The Church of St. Joseph was conceived as a ancestral tomb, so it is small in size. Architect Christian Romanus, gardener Johann Seidel and renowned military engineer Christian Dalke worked on the temple. The paintings were made by masters from Zhovkva, Lviv, artist Luka Smuglevych and others. On top of the portico were installed 8 sculptures of saints by sculptors Sebastian Fessinger and Joseph Leblas.
During the war in 1944, a shell hit the building and damaged the roof and completely destroyed one sculpture.
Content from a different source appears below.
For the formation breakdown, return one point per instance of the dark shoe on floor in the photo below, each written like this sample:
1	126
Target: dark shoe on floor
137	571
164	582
Now there are 7. In Soviet times, that is, since 1945, services in the temple have not taken place. Restoration was carried out in the late 1970s. However, nowadays another restoration is slowly taking place. Now the church belongs to the parish of the Ukrainian Greek Catholic Church and is dedicated to the New Martyrs of Ukraine and St. Nicholas Charnetsky.
And now I suggest you take a walk around and take a detailed look at this unusual building! Columns are the biggest decoration of the church. For me, they are a kind of protection. Such powerful and majestic. In some ways they remind me of old oaks in the woods.
Behind the columns we can see the rotunda itself and a small extension. I think there are office space. Next to the church is a modest bell tower. After all, the bell is a mandatory element of Christian service. It calls people to the service, and in ancient times reported all sorts of disturbing events.
We see that the plaster on the facade has already crumbled enough. It's sad, but also beautiful in its own way. First of all, the windows in the temple were changed, a path was made. I hope that the restoration will take place at a slightly faster pace.
Pilasters with a Corinthian finish decorate the facade.
Sculpture of St. Joseph and the baby Jesus
And now let's go inside. Cosiness reigns here. Paintings in light colors are quite well preserved.
In the center hangs an icon with the new martyrs of the UGCC. Along the radius of the main volume at the level of the second floor there is a balustrade. There is an exit from the auxiliary room. But of course I never saw people there. Oh, it's a pity that tourists are not allowed there!)
At the entrance to the church I saw an interesting ancient stone cross. It reminded that there is an abandoned cemetery nearby.
One of the secret places that tourists almost do not know! I was there in 2007, later last year at dusk, and then in June this year in the pouring rain. Well, I decided to make another attempt... And so I walk away from the church and admire it from afar! Life around is quiet, unhurried. It's a weekday, so there aren't really any tourists.
And here is a magical place! The cemetery of the 18th-early 20th century, next to which once stood a very valuable wooden church, but I never saw it, because it unfortunately burned down. And the crosses are still here.
These are interesting examples of folk sculpture. There are bas-reliefs, figures of saints and just small crosses of various forms.
That day in the cemetery was the sun and heat, which prevented me from doing my dream photo shoot. But I described the cemetery here, using some older photos.
And my trip ended specifically) In search of landscapes, I wandered into the thickets and saw the ruin of the building, maybe it was a watchtower. After all, further on, behind the forest belt there is already a castle territory.
And in a notch on a stone I noticed an architectural creation. But not of a man, but an unknown bird. Writing these lines, I understand that this is a symbolic discovery.
My hobby, my love, my travels are constantly on the border of civilization and architecture on the one hand, and of wildlife, which destroys this architecture, on the other hand. Well, after all, there are many such places on the planet. Maybe there is such a struggle in your city?
I hope you enjoyed this walk.
Stay close. Thanks for your visit! See you.